A coalizão sugeriu que os trabalhistas serão brandos com a China, mas, no papel, a posição do partido sobre Pequim parece pouco diferente da adotada pelos conservadores.
Os trabalhistas dizem que estão comprometidos com o pacto de segurança AUKUS, o acordo que Morrison fez com os Estados Unidos e o Reino Unido, em detrimento das relações da Austrália com a França.
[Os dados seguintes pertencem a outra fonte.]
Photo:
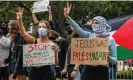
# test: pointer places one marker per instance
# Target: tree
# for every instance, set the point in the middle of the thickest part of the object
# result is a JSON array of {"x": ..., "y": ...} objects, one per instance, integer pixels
[{"x": 80, "y": 11}]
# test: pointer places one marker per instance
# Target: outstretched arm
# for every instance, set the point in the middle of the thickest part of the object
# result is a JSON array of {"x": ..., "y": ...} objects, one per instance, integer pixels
[
  {"x": 35, "y": 18},
  {"x": 78, "y": 29},
  {"x": 28, "y": 38}
]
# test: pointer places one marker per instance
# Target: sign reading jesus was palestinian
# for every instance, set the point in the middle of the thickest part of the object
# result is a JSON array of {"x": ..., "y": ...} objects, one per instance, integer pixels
[
  {"x": 38, "y": 54},
  {"x": 40, "y": 6},
  {"x": 89, "y": 51}
]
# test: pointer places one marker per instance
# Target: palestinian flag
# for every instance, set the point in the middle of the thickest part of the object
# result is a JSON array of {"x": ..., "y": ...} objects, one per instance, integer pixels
[{"x": 122, "y": 31}]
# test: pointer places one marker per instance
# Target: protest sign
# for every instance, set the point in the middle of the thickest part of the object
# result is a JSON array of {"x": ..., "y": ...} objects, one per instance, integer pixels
[
  {"x": 89, "y": 51},
  {"x": 40, "y": 6},
  {"x": 38, "y": 55}
]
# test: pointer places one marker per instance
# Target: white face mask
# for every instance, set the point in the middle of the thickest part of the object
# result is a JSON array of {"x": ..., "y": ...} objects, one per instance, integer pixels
[{"x": 42, "y": 31}]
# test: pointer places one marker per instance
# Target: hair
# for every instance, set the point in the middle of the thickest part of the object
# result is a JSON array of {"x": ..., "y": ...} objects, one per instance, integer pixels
[
  {"x": 54, "y": 33},
  {"x": 1, "y": 32}
]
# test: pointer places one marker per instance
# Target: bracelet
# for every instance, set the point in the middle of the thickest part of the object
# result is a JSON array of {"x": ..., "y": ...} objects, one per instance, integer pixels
[{"x": 74, "y": 69}]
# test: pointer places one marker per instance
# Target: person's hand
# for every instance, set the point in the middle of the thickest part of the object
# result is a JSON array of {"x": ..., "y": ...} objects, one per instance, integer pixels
[
  {"x": 67, "y": 11},
  {"x": 64, "y": 71},
  {"x": 73, "y": 73},
  {"x": 108, "y": 52},
  {"x": 19, "y": 14},
  {"x": 55, "y": 48}
]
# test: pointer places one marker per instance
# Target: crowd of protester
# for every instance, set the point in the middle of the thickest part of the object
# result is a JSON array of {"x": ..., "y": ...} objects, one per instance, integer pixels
[{"x": 11, "y": 65}]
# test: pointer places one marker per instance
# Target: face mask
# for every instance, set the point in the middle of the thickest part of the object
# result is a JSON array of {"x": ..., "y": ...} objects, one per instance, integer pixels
[{"x": 42, "y": 31}]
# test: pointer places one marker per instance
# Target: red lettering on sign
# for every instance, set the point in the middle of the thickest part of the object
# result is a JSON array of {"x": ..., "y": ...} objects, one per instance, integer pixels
[
  {"x": 40, "y": 47},
  {"x": 80, "y": 56},
  {"x": 36, "y": 47}
]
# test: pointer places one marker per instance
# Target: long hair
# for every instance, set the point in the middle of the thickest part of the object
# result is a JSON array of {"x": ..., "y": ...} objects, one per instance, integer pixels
[{"x": 47, "y": 25}]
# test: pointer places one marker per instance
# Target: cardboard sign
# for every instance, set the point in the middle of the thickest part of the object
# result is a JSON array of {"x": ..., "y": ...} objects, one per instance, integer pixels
[
  {"x": 89, "y": 51},
  {"x": 40, "y": 6},
  {"x": 38, "y": 55}
]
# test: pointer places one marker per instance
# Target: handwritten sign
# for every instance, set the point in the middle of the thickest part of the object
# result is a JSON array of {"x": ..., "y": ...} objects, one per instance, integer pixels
[
  {"x": 89, "y": 51},
  {"x": 38, "y": 55},
  {"x": 40, "y": 6}
]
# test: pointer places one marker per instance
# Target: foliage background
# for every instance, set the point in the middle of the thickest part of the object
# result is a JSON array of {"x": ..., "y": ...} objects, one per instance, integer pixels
[{"x": 81, "y": 10}]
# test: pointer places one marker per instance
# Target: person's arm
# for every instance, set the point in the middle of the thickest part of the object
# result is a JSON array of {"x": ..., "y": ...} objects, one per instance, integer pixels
[
  {"x": 113, "y": 51},
  {"x": 18, "y": 63},
  {"x": 5, "y": 42},
  {"x": 76, "y": 67},
  {"x": 35, "y": 18},
  {"x": 78, "y": 29},
  {"x": 28, "y": 38},
  {"x": 50, "y": 13}
]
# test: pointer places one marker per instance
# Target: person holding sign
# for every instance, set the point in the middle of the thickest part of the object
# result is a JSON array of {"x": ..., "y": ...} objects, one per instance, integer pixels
[
  {"x": 15, "y": 58},
  {"x": 4, "y": 53},
  {"x": 100, "y": 29},
  {"x": 38, "y": 72}
]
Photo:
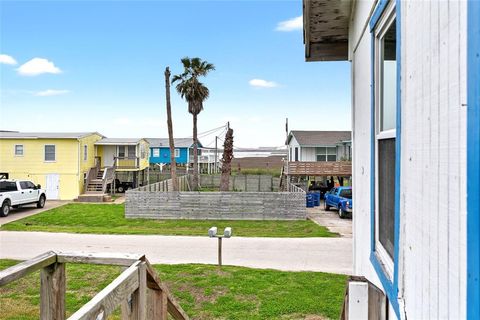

Também expressou forte apoio ao Quad.
Um dos grandes perdedores nesta eleição foi Clive Palmer, o magnata da mineração que supostamente gastou cerca de US$ 100 milhões em publicidade para o Partido da Austrália Unida e obteve quase nenhum resultado.
O homem que Palmer havia anunciado como “o próximo primeiro-ministro”, Craig Kelly, um renegado do Partido Liberal que foi repreendido por espalhar desinformação e teorias da conspiração sobre a Covid-19, perdeu seu assento do Parlamento depois de garantir apenas 8% dos votos nas primárias.
Palmer, que foi apelidado de “Trump da Austrália”, fez campanha sobre a questão da liberdade e se opôs à obrigatoriedade da vacina contra Covid-19.
Esta não é a primeira vez que Palmer tenta ganhar eleições com muito dinheiro. Em 2019, ele gastou milhões em campanha durante as eleições federais, mas não conseguiu um único assento.